Deploying FortiWeb VM in HA - Our findings (might be useful, would appreciate feedback)
I'm in the process of rolling out 2 FortiWeb VM's in HA to replace some aging Barracuda Load Balancers. Unfortunately documentation is a little vague/dispersed and there is no clear cut "How To" or "Cookbook" when compared to other Fortinet products for deploying the VM's in HA. So I thought I'd share some details that other new customers might find useful.
we're still in the process of configuring, so apologies if some of the terminology or facts are incorrect, I'd really appreciate any feedback on correction, improvements, problems or thing that might cause a security concern -
How HA works on FortiWeb - FortiWeb HA is only Active-Passive, each unit must be configured separately, each with its own IP. Once you configure HA, the Secondary unit will become a slave to the Main unit, it will lose the config you gave it including IP, so it can only be managed directly from the Main unit. This differs to some other manufacturers such as Barracuda where each devices retain the IP you gave them.
Configure HA first or with a Clean config - We initially deployed a single VM for PoC, which we configured up, we then decided to move this to production and simply add a second VM and place it into HA. When we setup HA, the 2 VM's had a conflict and the interfaces and VIP's started flip flopping. After getting no joy from Fortinet support, we factory reset the 2 VM's, with a clean config HA worked immediately. This probably could have been resolved through tweaking the config, but you could save yourself some time by just setting up the HA at the very beginning.
Configure your Virtual Network - We tested with various settings, but it turns out the default VMWare configure should be sufficient. Though we found we had to set Mac Address Changes to "Accept" on the "VM Network" and ports which handles the VIPs. We tried disabling this as an experiment, but the IPs and FortiWebs became unreachable. (Any feedback on this please, does anybody know if this is required? Or if we're doing something wrong?)
Flapping on member rejoining - We found that when a member was rebooted or just rejoining the group, the IP's appeared to start flapping, which caused long period (3-5 minutes) of interruption and intermittent ping losses. This appears to be caused by a combination of settings, which I'm still trying to fathom and find the best. But what we found was
Monitor ALL ports that are handling VIPs and traffic (Not just the uplink port), we found unmonitored ports took longer to stabilize.
Increase the "ARP Packet Numbers", default is 3, we increased this to 10 and then 16 (Ensure you understand the consequences of this though).
Stop the returning member from attempting to take control so quickly through changing the time it waits to 60 seconds, this needs to be done through the CLI and running[/ol]
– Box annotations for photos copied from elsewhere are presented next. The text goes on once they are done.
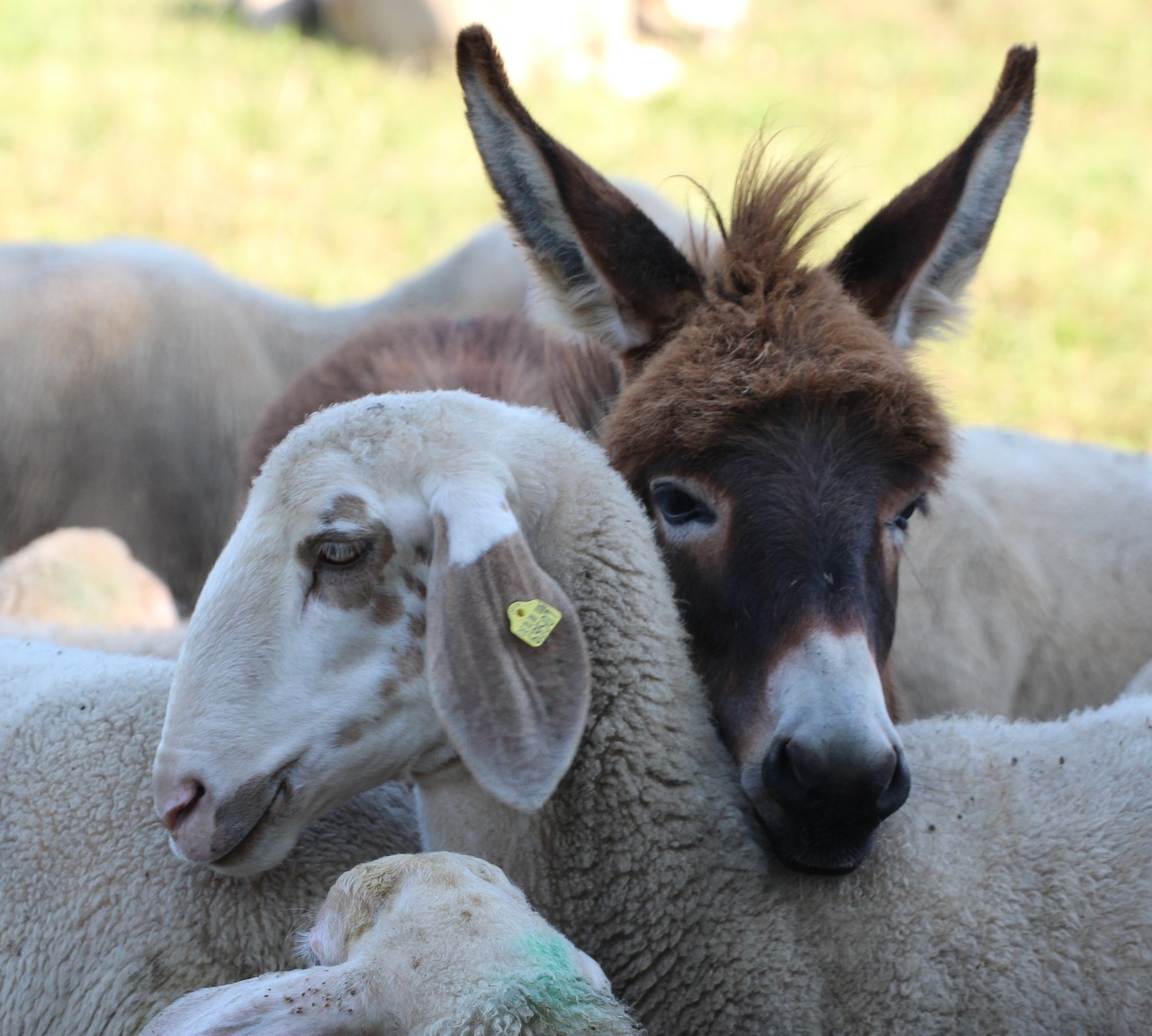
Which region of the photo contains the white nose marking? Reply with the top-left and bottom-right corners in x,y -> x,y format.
769,629 -> 901,761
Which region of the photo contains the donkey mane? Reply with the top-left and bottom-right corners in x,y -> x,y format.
601,150 -> 950,491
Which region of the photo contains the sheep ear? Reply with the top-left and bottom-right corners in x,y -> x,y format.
427,505 -> 591,811
456,25 -> 703,367
830,46 -> 1036,349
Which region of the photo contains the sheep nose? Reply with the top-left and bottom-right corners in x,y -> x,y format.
156,777 -> 204,833
761,737 -> 911,824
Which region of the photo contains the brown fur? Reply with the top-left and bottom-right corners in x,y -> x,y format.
602,154 -> 950,488
241,315 -> 618,506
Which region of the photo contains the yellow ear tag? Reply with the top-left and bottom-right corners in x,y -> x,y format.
508,600 -> 561,648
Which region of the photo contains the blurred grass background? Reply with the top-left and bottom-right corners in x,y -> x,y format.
0,0 -> 1152,449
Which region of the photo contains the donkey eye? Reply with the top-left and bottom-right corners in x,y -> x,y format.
652,482 -> 716,526
316,539 -> 367,568
892,497 -> 924,533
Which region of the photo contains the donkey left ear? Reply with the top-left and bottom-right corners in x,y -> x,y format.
830,46 -> 1036,349
456,25 -> 703,369
425,505 -> 591,811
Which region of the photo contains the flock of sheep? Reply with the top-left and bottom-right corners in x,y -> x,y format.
0,22 -> 1152,1036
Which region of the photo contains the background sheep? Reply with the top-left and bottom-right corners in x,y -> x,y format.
0,529 -> 185,658
238,0 -> 746,97
0,640 -> 416,1036
0,529 -> 178,630
155,393 -> 1152,1033
0,184 -> 688,609
143,852 -> 637,1036
1122,659 -> 1152,698
236,312 -> 620,498
890,428 -> 1152,719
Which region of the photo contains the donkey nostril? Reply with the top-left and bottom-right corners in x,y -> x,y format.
157,778 -> 204,831
760,739 -> 806,809
876,750 -> 913,821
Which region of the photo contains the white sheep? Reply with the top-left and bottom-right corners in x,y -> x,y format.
1120,659 -> 1152,698
155,393 -> 1152,1033
0,184 -> 688,609
0,640 -> 416,1036
141,852 -> 638,1036
238,0 -> 681,98
0,529 -> 180,630
890,428 -> 1152,719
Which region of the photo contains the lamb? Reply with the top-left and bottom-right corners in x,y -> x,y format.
0,640 -> 417,1036
0,184 -> 688,613
143,852 -> 638,1036
153,393 -> 1152,1033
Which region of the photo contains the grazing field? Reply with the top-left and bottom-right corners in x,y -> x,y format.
0,0 -> 1152,449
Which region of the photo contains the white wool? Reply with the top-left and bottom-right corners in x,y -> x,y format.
165,393 -> 1152,1033
0,640 -> 415,1036
143,852 -> 638,1036
0,529 -> 178,630
890,428 -> 1152,719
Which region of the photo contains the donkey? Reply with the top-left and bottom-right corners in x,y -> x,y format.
457,25 -> 1037,873
224,34 -> 1036,872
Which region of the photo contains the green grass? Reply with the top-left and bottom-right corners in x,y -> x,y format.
0,0 -> 1152,449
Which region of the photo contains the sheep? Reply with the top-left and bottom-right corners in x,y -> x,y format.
0,617 -> 188,662
0,529 -> 178,630
153,393 -> 1152,1033
238,313 -> 1152,720
238,0 -> 681,98
0,640 -> 418,1036
0,181 -> 695,613
890,428 -> 1152,719
1120,659 -> 1152,698
0,529 -> 186,658
141,852 -> 638,1036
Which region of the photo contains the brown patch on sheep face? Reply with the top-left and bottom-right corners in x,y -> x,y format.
296,494 -> 406,626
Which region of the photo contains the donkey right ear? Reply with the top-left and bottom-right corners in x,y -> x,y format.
831,46 -> 1036,349
456,25 -> 703,369
425,505 -> 591,811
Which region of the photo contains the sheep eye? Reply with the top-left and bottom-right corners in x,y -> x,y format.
652,482 -> 716,526
316,539 -> 367,568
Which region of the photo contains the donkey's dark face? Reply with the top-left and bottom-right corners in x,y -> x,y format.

config system ha set boot-time 60 end
Through doing this we've managed to get HA stable, flip flopping reduced from the mention 3-5 minutes intermittent disruption to availability, down to a couple of ping long loses.
We discovered a configuration issue on our Firewalls, they were not Source-NATing outbound traffic from the FortiWebs correctly, I can't see why this would cause flapping on internal subnets. But after fixing this we undid the settings above, and failover has been painless since. Though I'll leave the notes in, as they may be useful to somebody else.
For the flapping, can you show any details on your topology? That is not normal.
It might be a good thing for them to add to troubleshooting, too. Contact firstname.lastname@example.org directly. Ask for the FortiWeb writer, and mention that you couldn't find a solution for flapping in the docs.
A lot of it is available, but it is quite sporadic and there are no specific instructions for a VMWare environment, which is subtly different (for example having to configure Promiscuous mode, or allow MAC address to change).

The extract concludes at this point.